Brasile, il Senato approva l’impeachment: Dilma Rousseff destituita dalla presidenza

Il Senato del Brasile ha votato a favore della destituzione dalla presidenza di Dilma Rousseff. Si sono espressi a favore della destituzione 61 senatori, contro 20. Adesso il …

Il Senato del Brasile ha votato a favore della destituzione dalla presidenza di Dilma Rousseff.

Si sono espressi a favore della destituzione 61 senatori, contro 20. Adesso il potere viene assunto in maniera definitiva dal suo ex vice divenuto principale rivale, Michel Temer.

Il voto del Senato segna la fine della presidenza e di tredici anni di governo di centro-sinistra che hanno visto il Brasile vivere prima un miracolo economico e poi una profonda recessione dalle cause molteplici e non certo del tutto attribuibili a un “Partido dos Trabalhadores” nel gorgo di uno scandalo per tangenti che ha drenato dal colosso energetico statale Petrobras fondi per circa due miliardi di dollari.

La prima donna alla guida del Brasile è accusata di aver manipolato illegalmente i conti pubblici e di aver distolto fondi dalle banche statali per finanziare, senza passare per il Parlamento, i programmi di spesa sociale in modo da assicurarsi la rielezione a fine mandato. Questi versamenti “anticipati” e non coperti da legge di bilancio sono in realtà prassi comune nel paese sudamericano, dove vengono definiti ‘pedaladas’ e non ne furono esenti nè Lula nè il suo predecessore socialdemocratico, Fernando Henrique Cardoso.

Nel loro caso, però, si trattò di poche centinaia di milioni di real, che potevano anche passare come errore contabile. Alla fine del 2014, invece, le ‘pedaladas’ attribuibili al primo governo Rousseff avevano toccato, scrive il ‘Financial Times’, i 52,2 miliardi di real, circa 15 miliardi di euro al cambio attuale. E i trucchi contabili sono un tema particolarmente sentito in Brasile, la cui brillante performance economica dei primi anni duemila si basò sul consolidamento del bilancio avvenuto negli anni ’90, che frenò la corsa dell’inflazione.

La poltrona passa a Michel Temer, 75 anni. Temer non si troverà, però, certo ad avere a che fare con un’eredità facile e non solo perché il suo nome è stato fatto più volte dai pentiti coinvolti nell’inchiesta Petrobras, sebbene nessun procedimento sia stato ancora aperto nei suoi confronti (a differenza di quanto avvenuto al presidente della Camera, Eduardo Cunha, che fu tra i principali promotori dell’impeachment contro Rousseff e fu poi costretto a dimettersi a luglio con l’accusa di corruzione).
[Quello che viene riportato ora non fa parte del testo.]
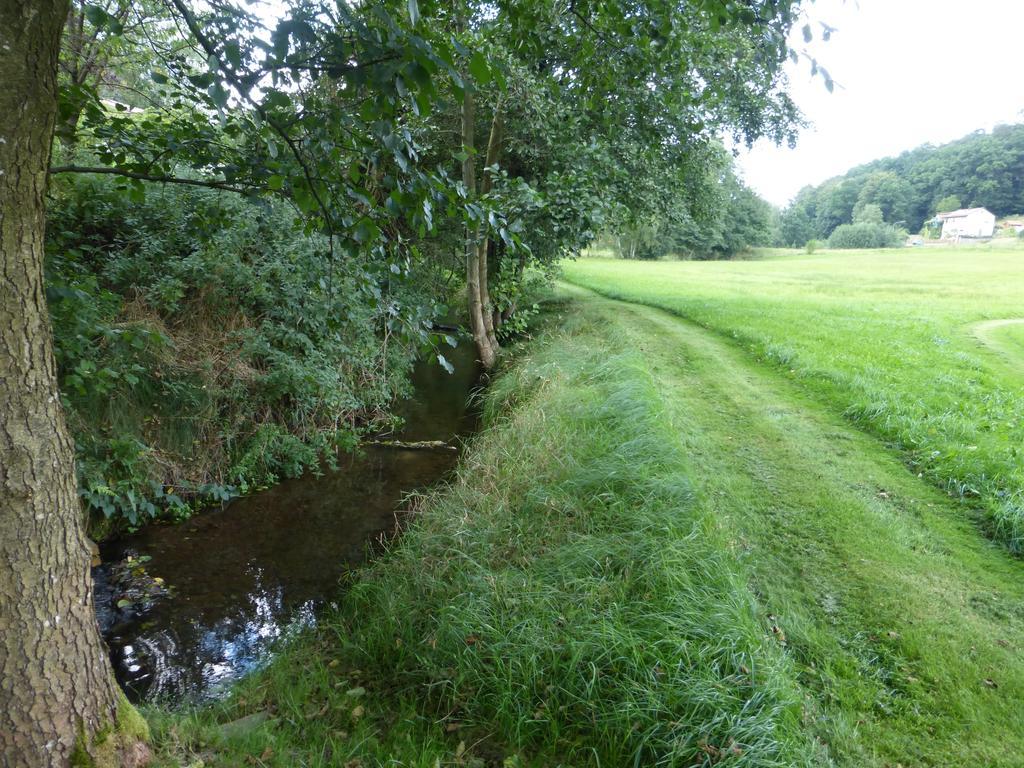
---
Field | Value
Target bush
[828,222,906,248]
[46,179,432,534]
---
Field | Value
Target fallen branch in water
[367,440,459,451]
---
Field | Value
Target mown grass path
[570,289,1024,766]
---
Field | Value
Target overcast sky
[738,0,1024,206]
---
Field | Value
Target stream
[93,344,479,702]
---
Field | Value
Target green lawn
[564,243,1024,552]
[148,282,1024,768]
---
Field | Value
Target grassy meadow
[147,282,1024,768]
[564,242,1024,553]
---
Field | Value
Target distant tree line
[598,143,778,259]
[778,125,1024,246]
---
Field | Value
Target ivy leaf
[469,51,492,85]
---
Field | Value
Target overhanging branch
[49,165,262,195]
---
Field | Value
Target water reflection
[94,350,476,700]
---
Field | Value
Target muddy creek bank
[93,344,478,702]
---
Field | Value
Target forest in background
[778,125,1024,247]
[46,0,796,537]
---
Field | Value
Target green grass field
[564,243,1024,552]
[147,274,1024,768]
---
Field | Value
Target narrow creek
[93,344,479,702]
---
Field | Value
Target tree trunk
[0,0,125,768]
[462,86,498,371]
[476,96,503,352]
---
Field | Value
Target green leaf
[469,51,492,85]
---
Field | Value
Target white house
[935,208,995,241]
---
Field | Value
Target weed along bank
[0,0,1024,768]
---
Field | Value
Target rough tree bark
[0,0,132,768]
[462,88,498,371]
[476,96,504,352]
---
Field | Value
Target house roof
[935,208,994,221]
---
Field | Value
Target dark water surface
[93,344,478,700]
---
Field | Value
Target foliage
[49,0,815,524]
[47,181,429,525]
[149,296,813,766]
[828,221,906,248]
[781,125,1024,241]
[147,290,1024,768]
[564,241,1024,553]
[613,146,775,259]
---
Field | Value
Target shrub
[46,179,429,532]
[828,222,906,248]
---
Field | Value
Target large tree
[0,0,148,768]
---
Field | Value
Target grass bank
[149,296,815,766]
[565,243,1024,553]
[150,291,1024,768]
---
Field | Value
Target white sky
[737,0,1024,206]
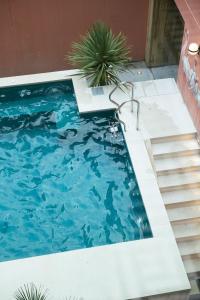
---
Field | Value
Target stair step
[183,257,200,274]
[152,138,200,155]
[178,240,200,257]
[162,188,200,205]
[167,206,200,222]
[154,155,200,172]
[172,218,200,241]
[157,171,200,188]
[151,132,196,144]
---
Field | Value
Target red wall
[0,0,149,77]
[175,0,200,133]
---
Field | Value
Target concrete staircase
[150,133,200,277]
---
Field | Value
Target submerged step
[154,154,200,172]
[153,148,200,159]
[158,171,200,188]
[151,132,196,144]
[167,206,200,221]
[152,138,200,155]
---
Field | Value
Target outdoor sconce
[188,43,200,55]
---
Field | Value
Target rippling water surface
[0,82,152,261]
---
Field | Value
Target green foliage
[15,283,47,300]
[67,22,130,87]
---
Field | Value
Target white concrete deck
[0,72,195,300]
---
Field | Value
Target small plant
[14,283,84,300]
[67,22,130,87]
[14,283,47,300]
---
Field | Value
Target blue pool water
[0,81,152,261]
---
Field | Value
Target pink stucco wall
[175,0,200,133]
[0,0,149,77]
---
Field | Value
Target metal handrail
[109,81,140,131]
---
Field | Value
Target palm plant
[15,283,47,300]
[67,22,130,87]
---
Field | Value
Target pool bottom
[0,83,152,261]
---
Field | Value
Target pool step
[151,132,196,144]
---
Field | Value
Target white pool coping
[0,71,191,300]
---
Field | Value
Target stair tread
[162,188,200,204]
[167,206,200,221]
[154,154,200,171]
[152,138,200,155]
[158,171,200,188]
[183,258,200,273]
[172,223,200,238]
[178,240,200,256]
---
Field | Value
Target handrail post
[109,81,140,131]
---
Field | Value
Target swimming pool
[0,80,152,261]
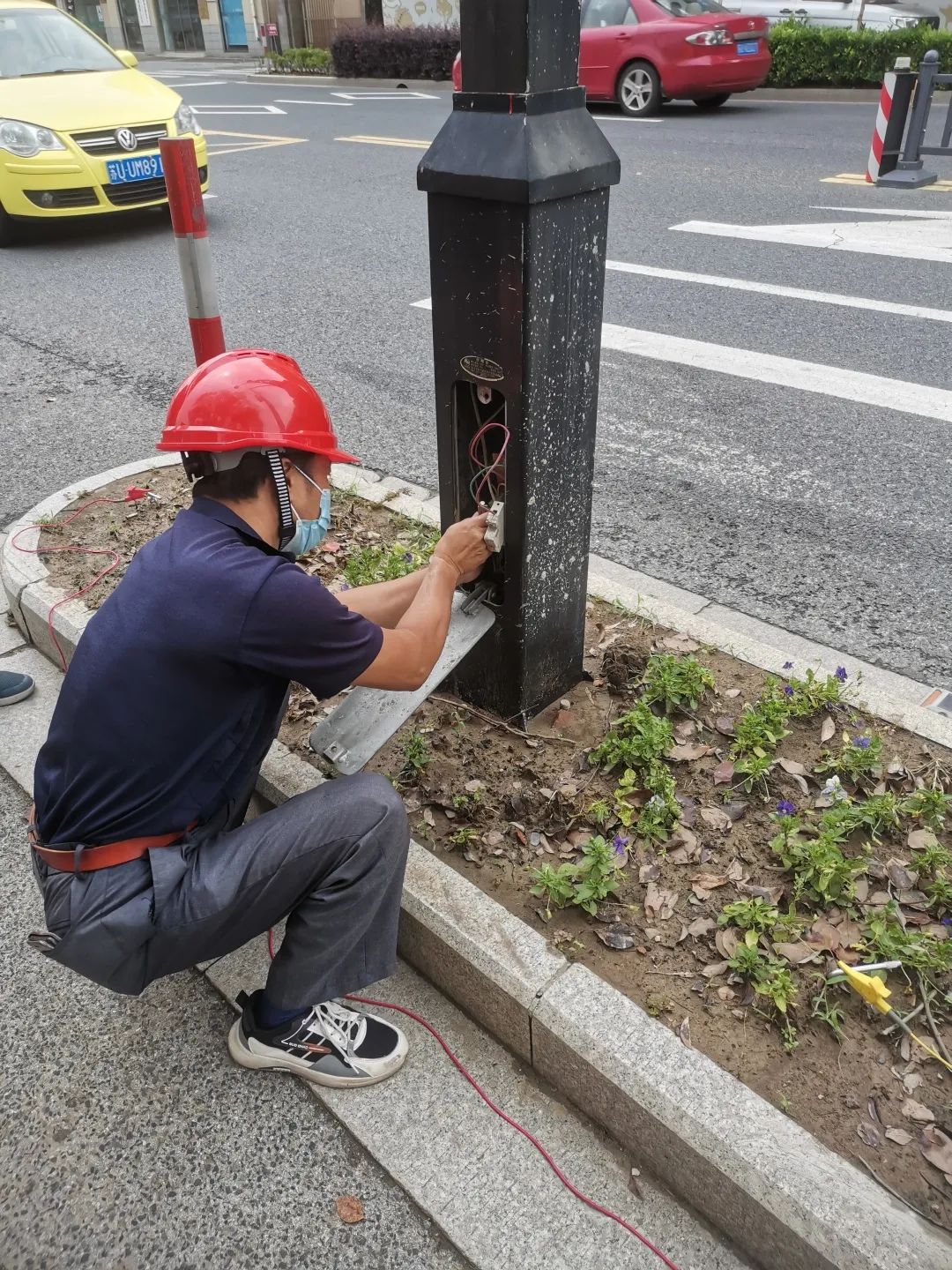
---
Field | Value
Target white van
[721,0,940,31]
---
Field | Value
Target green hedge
[767,21,952,87]
[264,49,334,75]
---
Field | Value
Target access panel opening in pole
[418,0,620,721]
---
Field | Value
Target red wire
[268,930,678,1270]
[11,489,145,672]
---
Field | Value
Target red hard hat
[155,348,360,464]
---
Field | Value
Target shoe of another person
[228,990,409,1090]
[0,670,35,706]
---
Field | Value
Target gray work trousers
[31,773,410,1010]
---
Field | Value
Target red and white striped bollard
[159,138,225,366]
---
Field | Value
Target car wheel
[615,63,661,116]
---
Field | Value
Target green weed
[865,909,952,973]
[398,731,433,785]
[341,529,438,586]
[641,653,715,713]
[589,701,673,773]
[770,831,866,907]
[529,860,577,918]
[718,895,781,931]
[816,731,882,785]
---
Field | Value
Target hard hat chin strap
[264,450,294,551]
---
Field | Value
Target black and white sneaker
[228,990,409,1088]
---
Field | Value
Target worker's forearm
[338,569,427,630]
[396,557,459,673]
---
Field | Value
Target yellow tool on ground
[837,961,952,1072]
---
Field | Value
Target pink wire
[268,930,678,1270]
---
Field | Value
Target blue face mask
[283,464,330,557]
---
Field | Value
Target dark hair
[191,450,311,503]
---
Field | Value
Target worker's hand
[433,512,490,582]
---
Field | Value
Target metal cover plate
[311,592,495,776]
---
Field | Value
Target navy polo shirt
[33,497,383,845]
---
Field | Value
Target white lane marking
[274,96,354,106]
[672,221,952,265]
[412,296,952,423]
[602,323,952,423]
[331,89,439,101]
[191,103,288,115]
[606,260,952,321]
[810,203,952,221]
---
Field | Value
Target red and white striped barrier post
[159,138,225,366]
[866,57,917,184]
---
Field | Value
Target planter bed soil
[41,467,952,1228]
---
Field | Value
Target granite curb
[0,456,952,1270]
Il Brasile di oggi non è più quello del primo mandato di Lula, che tirò fuori dalla povertà 29 milioni di concittadini. Negli ultimi due anni il Brasile è infatti divenuto il “grande malato” dell’economia mondiale, con un calo del Pil pari al 7% nel biennio 2015-2016 (il peggiore da 80 anni), una disoccupazione record (l’11,60% a luglio), un’inflazione che lo scorso inverno ha superato il 10%, toccando i massimi da 13 anni. Tale crisi è frutto di diversi fattori incrociatisi in una vera e propria ‘tempesta perfettà.

In primo luogo ha pesato il crollo dei prezzi delle materie prime che ha colpito Petrobras, primo investitore pubblico del Paese, e aggravato le conseguenze del calo della domanda di soia e zucchero dalla Cina. Ciò si è accompagnato a un forte aumento della spesa pubblica che ha fatto salire il debito pubblico lordo verso il 70% del Pil, che sembra gestibile rispetto a quelle registrate da Italia o Giappone. A differenza di Roma e Tokyo, Brasilia sconta però un tasso di interesse salito sopra il 14% per contrastare l’inflazione, ovvero costi di servizio del debito decisamente elevati.

Tassi così alti, inoltre, hanno costretto le banche statali a offrire ai clienti prestiti a un costo ‘calmieratò, che ha eroso ulteriormente i fondi disponibili per gli investimenti pubblici, particolarmente urgenti in campo di infrastrutture. A questo quadro si è aggiunto il tonfo del real avvenuto tra il secondo semestre del 2015 e il primo semestre di quest’anno (tendenza invertitasi negli ultimi mesi), che ha aumentato i costi delle importazioni e, di conseguenza l’inflazione, ponendo un freno a una crescita che era stata basata soprattutto sui consumi privati, sempre più compressi dalla flessione dei salari reali.